As organizations race to integrate AI tools across functions, one essential topic is rising to the top of every executive’s priority list: security.

In this week’s episode of AI Knowhow, host Courtney Baker is joined by Knownwell’s Chief Product and Technology Officer Mohan Rao and CEO David DeWolf for a deep dive into how C-suite leaders can think strategically, and be sure they’re asking the right questions, about AI platform security.

Why AI security is different—and riskier

Traditional SaaS security focused on data protection, governance, and operational hygiene. But AI introduces non-determinism—models that don’t always behave the same way. That variability expands the attack surface and introduces new vulnerabilities, including:

  • Prompt injection attacks (today’s equivalent of SQL injection)

  • Data poisoning, where malicious actors tamper with training data

  • Model inversion, which can leak private information from training data

“You’re no longer just protecting an app,” David explains. “You’re securing a dynamic system built on an evolving model, and that’s a big shift.”

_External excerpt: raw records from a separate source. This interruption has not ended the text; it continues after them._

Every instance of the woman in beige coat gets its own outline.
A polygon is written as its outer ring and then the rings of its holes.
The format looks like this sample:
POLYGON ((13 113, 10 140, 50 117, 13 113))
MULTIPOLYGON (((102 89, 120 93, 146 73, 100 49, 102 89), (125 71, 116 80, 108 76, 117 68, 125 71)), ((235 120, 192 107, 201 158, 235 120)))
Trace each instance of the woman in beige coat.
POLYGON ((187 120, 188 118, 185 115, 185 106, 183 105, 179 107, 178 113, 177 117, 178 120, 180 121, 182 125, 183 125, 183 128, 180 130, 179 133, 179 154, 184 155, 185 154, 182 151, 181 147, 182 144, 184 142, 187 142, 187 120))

The right questions to ask vendors

Executives don’t need to become security engineers. But they do need to be able to vet AI vendors with confidence. A big part of this is knowing what questions to ask when evaluating new AI products or vendors. According to Mohan, here’s what to ask:

  1. What foundational model is your platform built on?

  2. Have you incorporated any open-source models?

  3. How was your model trained, and where did the training data come from?

  4. What safeguards do you have against prompt injection and data leakage?

  5. Can you provide documentation on your security posture and practices?

If a vendor can’t clearly answer these questions or provide supporting materials, that’s a red flag.

What good looks like when it comes to AI security

Security isn’t just about having the right tech. It’s also about organizational maturity. Look for signs of a serious commitment, including a named CISO or senior executive focused on security, proactive monitoring and clear architecture diagrams, and adoption of best practices like OWASP for LLMs — a new standard for evaluating AI application security.

“The reason you buy a product is that they’ve done the hard work for you,” Mohan says. “You’re paying for trust.”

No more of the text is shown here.